After spending a week with the 2016 Q70L, Infiniti’s top-of-the-line sedan, I must say the experience came across as somewhat of a guilty pleasure.
The guilt, or at least a trace of it, came from traveling a couple hundred miles to nowhere in a mid-size rear-wheel-drive sedan that returned an average of less than 19 miles per gallon of premium unleaded gasoline.
The pleasure, of course, was in having a car that boasted a powerful 5.6-liter V-8 engine, a beast that churns out 416 horsepower and 414 pound-feet of torque.
There is no logical need for a 4,129-pound car that can race from a stoplight to 60 mph in about 4.5 seconds, but need and desire are two different things. Any car nut will admit that old-school, American-style thrust can be exhilarating.
Oh, you can try to make a case that the power comes in handy in certain passing situations, but it will fall on deaf ears to anyone who understands the need to conserve natural resources and curb air pollution.
I must confess, too, that there is another downside to the Infiniti’s V-8 powerplant, which is teamed with a 7-speed automatic transmission that can be shifted manually and offers rev-matching downshifts. Floor the accelerator from a stop and the take-off is very abrupt. Once the car is underway, however, the power flows smoothly.
So, with that slight twinge of guilt and minor complaint out of the way, let’s take a closer look at what Japanese auto manufacturer Nissan is offering as part of its premium brand. To put things in focus, let’s note that the Infiniti Q70 was known as the MX when it first hit the road back in 2011.
Since the 2015 model-year upgrade, the gasoline-powered sedans comes in two sizes. The standard Q70 has a wheelbase of 114.2 inches. The Q70L I drove stretches the distance between its front and rear wheels to 120.1 inches. That translates to an extra 5.9 inches of leg room for rear-seat passengers. Rear-wheel drive and all-wheel drive are available with both models.
Infiniti also offers a rear-wheel-drive hybrid version of the Q70, but that’s a story for another day.
The test car’s interior featured high-quality appointments, including leather seating and white ash wood trim with silver powder accents. The upscale ambience of the test car was accentuated by such expected features as dual-zone climate control, a premium 16-speaker sound system, navigation, an easy-to-operate infotainment system with an 8-inch color touch screen, Bluetooth hands-free phone operation, a tinted-glass sunroof and a rear sun shade.
The enticing back seats can be heated and there are rear heating and air conditioning controls, but no rear entertainment system.
The driving dynamics are controlled by an independent suspension, double wishbones up front and a multi-link setup at the rear; variable ratio, power rack-and-pinion steering; and, on the test car, optional sport brakes with vented discs all around, 4-piston calipers up front and 2-piston calipers at the rear. The test car was also fitted with optional 20-inch aluminum wheels.
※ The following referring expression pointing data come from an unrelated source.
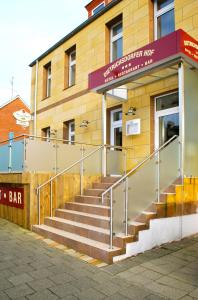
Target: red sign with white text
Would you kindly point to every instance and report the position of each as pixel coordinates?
(13, 197)
(164, 48)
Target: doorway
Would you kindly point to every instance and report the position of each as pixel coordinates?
(166, 118)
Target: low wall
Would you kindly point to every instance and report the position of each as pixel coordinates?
(18, 198)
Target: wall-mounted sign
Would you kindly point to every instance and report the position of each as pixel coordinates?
(173, 45)
(133, 127)
(13, 197)
(22, 117)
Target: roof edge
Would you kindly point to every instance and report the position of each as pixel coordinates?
(76, 30)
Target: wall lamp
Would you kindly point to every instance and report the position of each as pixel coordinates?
(131, 111)
(84, 124)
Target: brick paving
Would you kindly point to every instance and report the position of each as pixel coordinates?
(32, 268)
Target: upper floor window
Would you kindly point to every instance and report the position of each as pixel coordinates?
(72, 67)
(116, 41)
(47, 80)
(98, 8)
(164, 17)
If all of that sounds like the ingredients of a true sports sedan, you may be disappointed. Despite its ample power off the line, this Infiniti is more a highway cruiser than a back-roads carouser. The steering comes across as numb, with little information telegraphed from the road to the driver. Ride quality is acceptable on smooth highways, but less than luxurious when the road surface exhibits even slight deterioration. Brakes, however, are excellent.
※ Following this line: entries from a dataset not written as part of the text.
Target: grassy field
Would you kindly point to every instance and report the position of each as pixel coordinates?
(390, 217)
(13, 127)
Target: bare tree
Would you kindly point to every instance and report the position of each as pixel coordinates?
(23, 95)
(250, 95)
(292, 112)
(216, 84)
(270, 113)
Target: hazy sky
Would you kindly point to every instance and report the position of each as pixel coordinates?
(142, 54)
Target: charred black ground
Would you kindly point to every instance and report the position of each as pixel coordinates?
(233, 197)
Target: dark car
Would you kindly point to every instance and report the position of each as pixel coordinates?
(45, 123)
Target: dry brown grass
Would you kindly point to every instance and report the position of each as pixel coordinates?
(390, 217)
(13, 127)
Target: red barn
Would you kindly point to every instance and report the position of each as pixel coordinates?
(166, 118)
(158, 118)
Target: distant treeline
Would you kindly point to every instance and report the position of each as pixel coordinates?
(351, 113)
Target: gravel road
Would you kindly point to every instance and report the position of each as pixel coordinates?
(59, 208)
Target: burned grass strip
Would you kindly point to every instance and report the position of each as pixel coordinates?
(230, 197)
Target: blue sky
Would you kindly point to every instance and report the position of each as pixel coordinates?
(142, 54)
The less-than-inspiring handling is all the more surprising because of the optional Active Trace Control, which adjusts engine torque and braking at each wheel to increase cornering ability; and a sport mode, which adjusts accelerator response and transmission shift points to maximize performance.
In addition to the standard and sport modes, the Q70L has an Eco mode, to increase fuel efficiency, and a snow mode, which reduces or transfers power when the driving wheels lose traction. The test car also had the optional Eco accelerator pedal. It pushes back slightly when it detects that the driver is calling for more power than needed. In my limited experience, the Eco assists did little to improve fuel mileage.
Not surprisingly, the Infiniti Q70L comes with a long list of safety features. In addition to the expected seat belts and side curtains, standard equipment includes an around-view monitor with moving object detection, rear-view camera, electronic brake force distribution, emergency brake assist, traction control and stability control. Optional features include backup collision intervention, forward collision warning, blind-spot warning and intervention, lane departure warning and prevention, and adaptive cruise control.
Base price of the Q70L is $64,550. Add the Deluxe Technology Package ($7,200); Performance Tire and Wheel Package ($1,150); Illuminated Kick Plates ($465); and delivery charge ($905) and the suggested retail price comes to $74,270.
If you are looking for a less expensive version, the base Q70 is also offered with a 330-horsepower, 3.7-liter V-6 engine and starts at $49,850. The rear-wheel-drive-only, hybrid-powered Q70 generates 360 horsepower, is rated at 34 mpg and has a base price of $55,900,
Generally speaking, that puts the Infiniti Q70s in the mix with the mid-size premium sedans offered by German manufacturers Audi, BMW and Mercedes-Benz, not to mention the British Jaguar and American Cadillac. And that means a prospective buyer has a lot to think about.